Johnson is no newcomer to the chocolate business. In 1983 he co-founded Lake Champlain Chocolates, one of the first U.S. makers of truffles and other epicurean chocolates. From there, he signed on as head chocolatier at Choco-Logo, in 1989. A year later, he bought the struggling business from its founders.
For the next 15 years, Johnson steadily built up the company, from low-six-figure revenue to nearly $1.4 million in annual sales today. Head count at Choco-Logo grew from four in 1989 to about 23. Like most chocolate makers, Choco-Logo depends on bulk chocolate, which it then reformulates into its upscale product. The company’s annual wholesale chocolate purchases rose from less than 10,000 pounds in 1989 to more than 60,000 pounds today.
To keep Choco-Logo growing in a competitive market, Johnson relied on a combination of premium ingredients and savvy marketing, as well as a focus on service. An early player in the niche market for logo chocolates, Choco-Logo provided corporations like General Electric with logo-bearing chocolates for use as marketing tools and supplied retailers such as Bloomingdale’s and Williams-Sonoma with high-end chocolates bearing their own brands.

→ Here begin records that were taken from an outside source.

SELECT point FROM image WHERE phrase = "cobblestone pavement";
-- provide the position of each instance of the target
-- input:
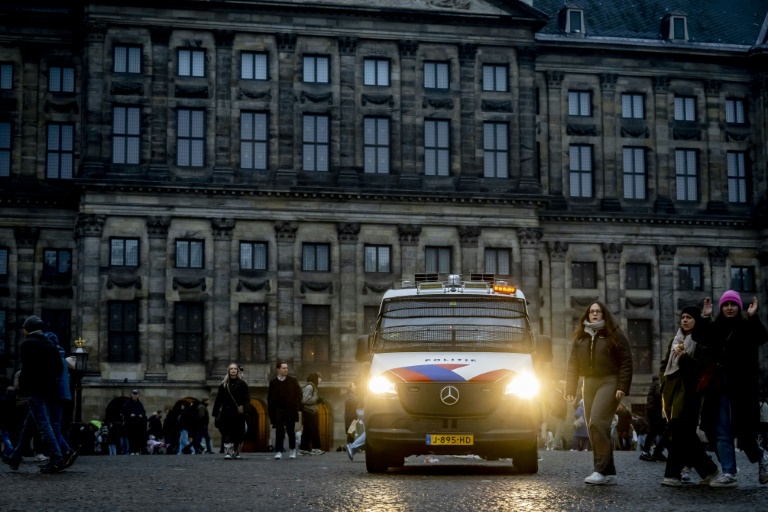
(331, 482)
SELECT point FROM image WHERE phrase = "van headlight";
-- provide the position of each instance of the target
(524, 385)
(382, 386)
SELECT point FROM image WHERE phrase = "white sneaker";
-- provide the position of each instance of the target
(595, 479)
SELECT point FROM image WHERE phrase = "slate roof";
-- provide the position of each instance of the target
(736, 22)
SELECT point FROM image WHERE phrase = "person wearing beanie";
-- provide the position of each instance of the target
(678, 379)
(730, 384)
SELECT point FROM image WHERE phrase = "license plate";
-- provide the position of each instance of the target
(450, 439)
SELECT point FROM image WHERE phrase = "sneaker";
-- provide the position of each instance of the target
(709, 478)
(13, 463)
(672, 482)
(350, 452)
(763, 471)
(724, 480)
(595, 479)
(647, 457)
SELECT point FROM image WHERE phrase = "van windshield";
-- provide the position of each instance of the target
(454, 322)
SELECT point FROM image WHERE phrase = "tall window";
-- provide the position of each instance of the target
(126, 135)
(253, 256)
(253, 333)
(743, 279)
(191, 62)
(378, 258)
(190, 253)
(436, 75)
(57, 263)
(254, 128)
(315, 334)
(638, 276)
(735, 112)
(437, 260)
(632, 106)
(61, 79)
(190, 142)
(685, 108)
(124, 252)
(640, 333)
(376, 145)
(737, 177)
(123, 335)
(634, 173)
(316, 257)
(253, 66)
(127, 59)
(583, 274)
(495, 150)
(580, 103)
(316, 142)
(188, 332)
(437, 151)
(61, 151)
(580, 171)
(316, 69)
(686, 175)
(498, 261)
(495, 77)
(376, 72)
(5, 149)
(6, 75)
(689, 278)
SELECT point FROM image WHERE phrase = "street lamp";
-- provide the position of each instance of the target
(81, 363)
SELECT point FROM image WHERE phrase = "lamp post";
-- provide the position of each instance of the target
(81, 363)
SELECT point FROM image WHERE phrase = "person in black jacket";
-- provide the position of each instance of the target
(283, 402)
(601, 354)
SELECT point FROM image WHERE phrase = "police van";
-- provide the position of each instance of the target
(452, 372)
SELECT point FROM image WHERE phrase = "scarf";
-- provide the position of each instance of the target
(688, 348)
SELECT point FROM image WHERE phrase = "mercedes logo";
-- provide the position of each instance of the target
(449, 395)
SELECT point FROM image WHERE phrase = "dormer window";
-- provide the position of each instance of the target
(674, 26)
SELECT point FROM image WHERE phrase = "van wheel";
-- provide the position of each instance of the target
(375, 461)
(526, 459)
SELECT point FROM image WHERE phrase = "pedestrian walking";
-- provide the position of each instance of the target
(283, 402)
(601, 354)
(229, 409)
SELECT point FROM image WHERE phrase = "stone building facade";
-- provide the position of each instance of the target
(184, 184)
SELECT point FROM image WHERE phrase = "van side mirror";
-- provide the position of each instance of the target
(363, 352)
(543, 349)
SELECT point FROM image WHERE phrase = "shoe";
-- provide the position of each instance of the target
(595, 479)
(709, 478)
(724, 480)
(13, 463)
(69, 458)
(672, 482)
(763, 471)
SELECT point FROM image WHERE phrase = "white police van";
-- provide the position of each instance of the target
(452, 372)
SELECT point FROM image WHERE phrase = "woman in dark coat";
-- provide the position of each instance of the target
(678, 377)
(602, 355)
(232, 402)
(731, 406)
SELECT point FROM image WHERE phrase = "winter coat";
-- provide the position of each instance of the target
(592, 356)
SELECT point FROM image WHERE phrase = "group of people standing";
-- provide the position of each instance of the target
(708, 380)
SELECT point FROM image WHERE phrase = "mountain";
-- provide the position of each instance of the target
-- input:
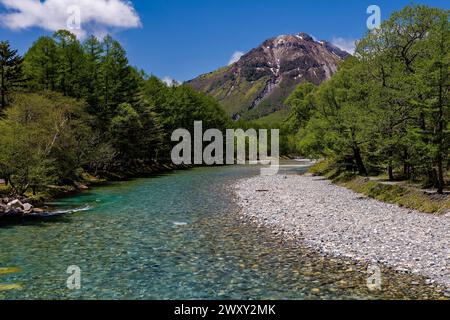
(258, 84)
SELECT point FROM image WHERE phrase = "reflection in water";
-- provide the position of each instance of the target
(176, 237)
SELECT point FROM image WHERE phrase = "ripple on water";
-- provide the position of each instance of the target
(177, 237)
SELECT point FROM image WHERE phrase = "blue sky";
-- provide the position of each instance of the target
(182, 39)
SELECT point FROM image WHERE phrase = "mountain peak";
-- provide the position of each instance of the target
(263, 78)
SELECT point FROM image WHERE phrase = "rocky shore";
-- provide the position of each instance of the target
(341, 223)
(14, 208)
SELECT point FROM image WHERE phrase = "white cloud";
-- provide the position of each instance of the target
(170, 81)
(348, 45)
(235, 57)
(93, 16)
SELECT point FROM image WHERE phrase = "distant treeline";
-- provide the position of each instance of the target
(387, 108)
(68, 107)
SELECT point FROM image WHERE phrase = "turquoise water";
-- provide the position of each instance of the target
(175, 236)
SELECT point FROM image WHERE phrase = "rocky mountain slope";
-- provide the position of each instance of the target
(259, 83)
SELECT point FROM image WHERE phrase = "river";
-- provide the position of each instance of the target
(175, 236)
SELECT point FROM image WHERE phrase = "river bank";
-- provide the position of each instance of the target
(33, 206)
(341, 223)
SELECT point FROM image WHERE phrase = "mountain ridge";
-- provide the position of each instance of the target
(259, 82)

Even as heavyweights like Hershey’s entered the logo business, Choco-Logo was able to thrive. A sophisticated in-house packaging and graphics design team turned around custom package designs within a matter of hours, and the company shipped orders by air in 24 hours. Johnson also forged celebrity connections to keep new buyers calling. Rocker Jon Bon Jovi contracted Choco-Logo to create a chocolate to be sold as an exclusive product on his website for about $35 a pound. And 750 tins of Choco-Logo salty chocolate turtles were among the items served at former President Bill Clinton’s 60th birthday bash, in October 2006. The company’s website also scored marketing points by offering its chocolates for sale on behalf of various charities, like Help USA, a national nonprofit for the homeless.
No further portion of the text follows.